The natatorium illustrates this exact marriage of architecture, lighting concept, and facility maintenance. The swimming pool is the biggest selling point for new Y membership, so a bright, aesthetic design was important, but in a wet and humid environment, upkeep is key. (The YMCA did not want to have to close and drain the pool each time a light bulb needed changing.) SmithGroup's solution was to use a light pipe. The system places the lighting components that need to be accessed for maintenance along the perimeter of the pool area, while optics efficiently direct light over the water. In this custom installation, the light pipe is placed above the ceiling and shines through linear slots. Viewed from a lobby window overlooking the pool, the design is an unfussy pattern of clean white lines reflected in the water's surface.

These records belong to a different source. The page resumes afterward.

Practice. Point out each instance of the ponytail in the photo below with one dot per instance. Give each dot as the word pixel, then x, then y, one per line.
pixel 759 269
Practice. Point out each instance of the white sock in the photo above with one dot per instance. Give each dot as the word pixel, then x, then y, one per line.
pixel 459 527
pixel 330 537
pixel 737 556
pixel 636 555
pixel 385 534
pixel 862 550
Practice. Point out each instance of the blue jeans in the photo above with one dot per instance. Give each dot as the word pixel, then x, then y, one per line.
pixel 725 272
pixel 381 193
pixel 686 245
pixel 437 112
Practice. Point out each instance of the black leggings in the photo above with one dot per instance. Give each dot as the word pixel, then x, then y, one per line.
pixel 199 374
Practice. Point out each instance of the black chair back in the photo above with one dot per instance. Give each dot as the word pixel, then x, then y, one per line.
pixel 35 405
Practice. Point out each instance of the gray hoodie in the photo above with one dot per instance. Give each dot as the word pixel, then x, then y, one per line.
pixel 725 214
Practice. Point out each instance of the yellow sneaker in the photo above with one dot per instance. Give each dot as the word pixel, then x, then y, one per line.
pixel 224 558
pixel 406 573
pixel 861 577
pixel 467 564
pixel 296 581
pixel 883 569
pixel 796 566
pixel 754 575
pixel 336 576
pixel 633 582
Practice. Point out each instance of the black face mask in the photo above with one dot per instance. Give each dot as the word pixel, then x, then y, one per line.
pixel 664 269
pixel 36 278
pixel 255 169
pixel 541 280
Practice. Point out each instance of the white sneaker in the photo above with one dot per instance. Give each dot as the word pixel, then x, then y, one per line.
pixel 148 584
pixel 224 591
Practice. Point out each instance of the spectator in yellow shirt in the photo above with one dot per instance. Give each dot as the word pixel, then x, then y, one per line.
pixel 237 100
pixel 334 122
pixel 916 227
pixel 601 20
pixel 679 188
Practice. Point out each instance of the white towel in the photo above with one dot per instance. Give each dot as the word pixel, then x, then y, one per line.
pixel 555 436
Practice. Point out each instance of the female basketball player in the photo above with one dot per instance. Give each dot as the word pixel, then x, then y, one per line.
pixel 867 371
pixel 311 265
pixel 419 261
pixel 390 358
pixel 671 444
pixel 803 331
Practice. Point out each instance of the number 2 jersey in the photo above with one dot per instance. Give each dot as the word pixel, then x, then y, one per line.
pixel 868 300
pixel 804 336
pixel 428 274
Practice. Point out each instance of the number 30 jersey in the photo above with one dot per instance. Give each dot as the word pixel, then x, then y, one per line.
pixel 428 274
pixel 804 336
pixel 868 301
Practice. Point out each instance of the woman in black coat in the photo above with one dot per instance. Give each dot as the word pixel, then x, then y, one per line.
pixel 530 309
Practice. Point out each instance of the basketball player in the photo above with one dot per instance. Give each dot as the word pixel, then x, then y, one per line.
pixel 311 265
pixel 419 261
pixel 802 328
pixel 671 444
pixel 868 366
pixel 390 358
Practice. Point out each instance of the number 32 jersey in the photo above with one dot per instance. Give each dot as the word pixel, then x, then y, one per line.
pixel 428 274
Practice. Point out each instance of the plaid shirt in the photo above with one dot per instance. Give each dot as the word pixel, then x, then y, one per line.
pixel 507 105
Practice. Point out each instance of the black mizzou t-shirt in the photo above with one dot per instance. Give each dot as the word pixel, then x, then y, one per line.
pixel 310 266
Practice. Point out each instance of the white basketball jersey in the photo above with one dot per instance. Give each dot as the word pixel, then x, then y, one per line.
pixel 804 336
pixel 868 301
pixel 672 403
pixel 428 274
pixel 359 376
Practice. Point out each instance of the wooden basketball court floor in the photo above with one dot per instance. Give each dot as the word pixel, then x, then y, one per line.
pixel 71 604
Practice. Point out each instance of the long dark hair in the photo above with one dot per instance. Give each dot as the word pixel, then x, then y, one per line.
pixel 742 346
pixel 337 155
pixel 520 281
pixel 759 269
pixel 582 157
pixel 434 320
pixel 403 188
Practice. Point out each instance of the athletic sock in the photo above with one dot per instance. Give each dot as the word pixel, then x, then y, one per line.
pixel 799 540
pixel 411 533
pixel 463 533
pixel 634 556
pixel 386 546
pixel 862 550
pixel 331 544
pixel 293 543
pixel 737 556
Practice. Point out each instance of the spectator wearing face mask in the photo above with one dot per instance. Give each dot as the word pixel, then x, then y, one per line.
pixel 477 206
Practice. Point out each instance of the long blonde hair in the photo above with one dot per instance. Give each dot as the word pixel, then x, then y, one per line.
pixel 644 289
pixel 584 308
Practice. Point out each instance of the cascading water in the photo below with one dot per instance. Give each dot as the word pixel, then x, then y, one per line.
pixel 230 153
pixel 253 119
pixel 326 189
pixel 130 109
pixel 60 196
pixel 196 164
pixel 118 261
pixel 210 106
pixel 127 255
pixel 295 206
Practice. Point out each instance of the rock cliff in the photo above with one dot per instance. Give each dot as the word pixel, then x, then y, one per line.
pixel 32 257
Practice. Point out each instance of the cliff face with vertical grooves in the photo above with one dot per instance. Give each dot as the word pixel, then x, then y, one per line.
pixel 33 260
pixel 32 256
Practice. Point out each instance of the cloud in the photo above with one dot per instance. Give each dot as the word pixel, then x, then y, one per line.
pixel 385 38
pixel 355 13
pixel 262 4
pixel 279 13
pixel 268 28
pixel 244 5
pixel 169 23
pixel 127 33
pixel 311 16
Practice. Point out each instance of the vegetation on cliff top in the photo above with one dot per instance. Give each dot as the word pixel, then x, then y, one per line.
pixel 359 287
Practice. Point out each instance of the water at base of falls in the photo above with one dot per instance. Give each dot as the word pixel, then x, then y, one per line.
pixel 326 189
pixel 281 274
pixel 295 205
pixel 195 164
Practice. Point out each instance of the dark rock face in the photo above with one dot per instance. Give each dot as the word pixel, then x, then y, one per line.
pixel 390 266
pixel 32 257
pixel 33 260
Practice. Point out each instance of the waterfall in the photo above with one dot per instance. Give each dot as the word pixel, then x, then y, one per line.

Interaction between each of the YMCA's recreational and creative arts areas is carefully built into the architecture: Floor plates are offset and volumes overlap, offering views of activity in each space. This arrangement makes for dynamic spaces, but is difficult to represent in a standard reflected ceiling plan. The lighting designers visualized the scheme by applying the computer program Lightscape to a three-dimensional digital model crafted by SmithGroup, which offers a nuanced way to understand how light, materials, and massing come together. “Ten years ago architects had a preconceived idea of the ceiling plan,” Gerwing reflects. “We've been able to break out of that mold and focus on lighting from a conceptual level, not simply fixture selection.” This mold-breaking approach freed the team to fully realize its energetic concept and let that vision enliven the YMCA and downtown Detroit.